The questions hit like thrown stones.
You step closer to the microphones anyway, because you realize something. Your mother didn’t raise you to be silent. She raised you to survive long enough to tell the truth.
You lift your chin.
“It feels,” you say, voice steady, “like my life finally belongs to me.”
Sebastian glances at you, and the pride in his eyes is quiet, not possessive. He doesn’t put an arm around you for the cameras. He doesn’t turn you into a symbol.
He lets you speak.
Later, when the noise fades, you return to the mansion one last time.
You walk into the nursery alone. The room doesn’t feel like a tomb anymore. It feels like a chapter that finally got an ending.
You sit in the rocking chair and hold the locket in your palm.
You open it.
Inside is the faded photo you’ve carried all your life: your mother’s face blurred by time, her eyes soft, her smile tired. You used to stare at it and wonder who she was before life bruised her.
Now you know.
Elena.
You whisper her name into the quiet room, and it doesn’t feel like loss anymore. It feels like recognition.
Sebastian appears in the doorway, not intruding, just present. “I ordered a headstone,” he says softly. “For Elena. A real one. With her name. And her story.”
You swallow hard. “Where?”
“On the hill behind the orchard,” he says. “Facing the sunrise. She used to love mornings.”
You nod slowly, tears sliding down your cheeks. You don’t wipe them away.
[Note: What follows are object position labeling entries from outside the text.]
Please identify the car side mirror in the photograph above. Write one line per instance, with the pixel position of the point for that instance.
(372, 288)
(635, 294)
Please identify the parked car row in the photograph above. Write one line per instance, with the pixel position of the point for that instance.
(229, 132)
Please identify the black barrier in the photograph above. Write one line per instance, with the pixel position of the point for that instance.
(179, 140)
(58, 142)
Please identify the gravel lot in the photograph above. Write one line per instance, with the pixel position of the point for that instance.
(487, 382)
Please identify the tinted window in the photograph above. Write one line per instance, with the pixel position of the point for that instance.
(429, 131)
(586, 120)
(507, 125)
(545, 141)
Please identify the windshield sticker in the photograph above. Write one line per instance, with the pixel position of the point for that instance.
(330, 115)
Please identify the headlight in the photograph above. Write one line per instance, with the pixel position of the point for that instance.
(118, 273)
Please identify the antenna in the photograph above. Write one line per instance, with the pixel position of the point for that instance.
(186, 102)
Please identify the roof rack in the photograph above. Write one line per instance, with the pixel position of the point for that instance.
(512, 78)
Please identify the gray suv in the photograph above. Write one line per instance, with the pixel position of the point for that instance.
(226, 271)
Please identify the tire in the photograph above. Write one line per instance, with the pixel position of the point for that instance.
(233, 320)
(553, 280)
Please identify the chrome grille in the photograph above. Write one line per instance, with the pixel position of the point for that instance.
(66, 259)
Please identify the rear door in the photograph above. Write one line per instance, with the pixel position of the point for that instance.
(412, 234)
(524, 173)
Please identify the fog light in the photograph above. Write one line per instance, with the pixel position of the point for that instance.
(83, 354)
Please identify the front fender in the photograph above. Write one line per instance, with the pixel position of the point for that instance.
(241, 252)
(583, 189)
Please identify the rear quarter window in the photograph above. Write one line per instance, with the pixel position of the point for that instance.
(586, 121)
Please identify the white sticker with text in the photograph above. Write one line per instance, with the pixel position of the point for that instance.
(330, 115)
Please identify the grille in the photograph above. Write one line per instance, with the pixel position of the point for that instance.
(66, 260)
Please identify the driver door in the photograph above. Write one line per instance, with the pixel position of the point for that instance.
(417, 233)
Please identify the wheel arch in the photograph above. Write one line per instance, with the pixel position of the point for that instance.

You’re done being ashamed of feeling.
Sebastian steps closer, careful. “You can hate me,” he says. “You can leave. You can take everything and disappear.” His voice trembles. “But if you ever want… a father who learns how to be one… I’m here.”
You stare at him for a long moment, heart aching with the weight of what could have been.
Then you stand.
You walk past him toward the door, and he doesn’t stop you. He just watches, bracing for abandonment like it’s a familiar weapon.
At the threshold, you pause.
You don’t forgive him in a neat, cinematic moment. You don’t erase the years. You don’t pretend pain is paper you can fold away.
But you do something else.
You turn, meet his eyes, and say, “You don’t get to buy my love.”
Sebastian nods once, swallowing.
“And you don’t get to lose me again because you’re afraid,” you add.
His breath catches.
You step forward, and when you place the locket into his palm, you don’t give it up as surrender. You offer it like a bridge.
“Earn it,” you whisper, echoing your mother’s last lesson. “Every day.”
Sebastian’s fingers curl around the gold, and his eyes shine. “I will,” he says.
You walk out together, side by side, not as an ending wrapped in a bow, but as a beginning that finally has room to breathe. The mansion’s halls feel less cold, as if the walls themselves are exhaling after decades of silence.
Outside, the morning sky is pale and new.
And for the first time in your life, the future doesn’t feel like something chasing you.
It feels like something you can choose.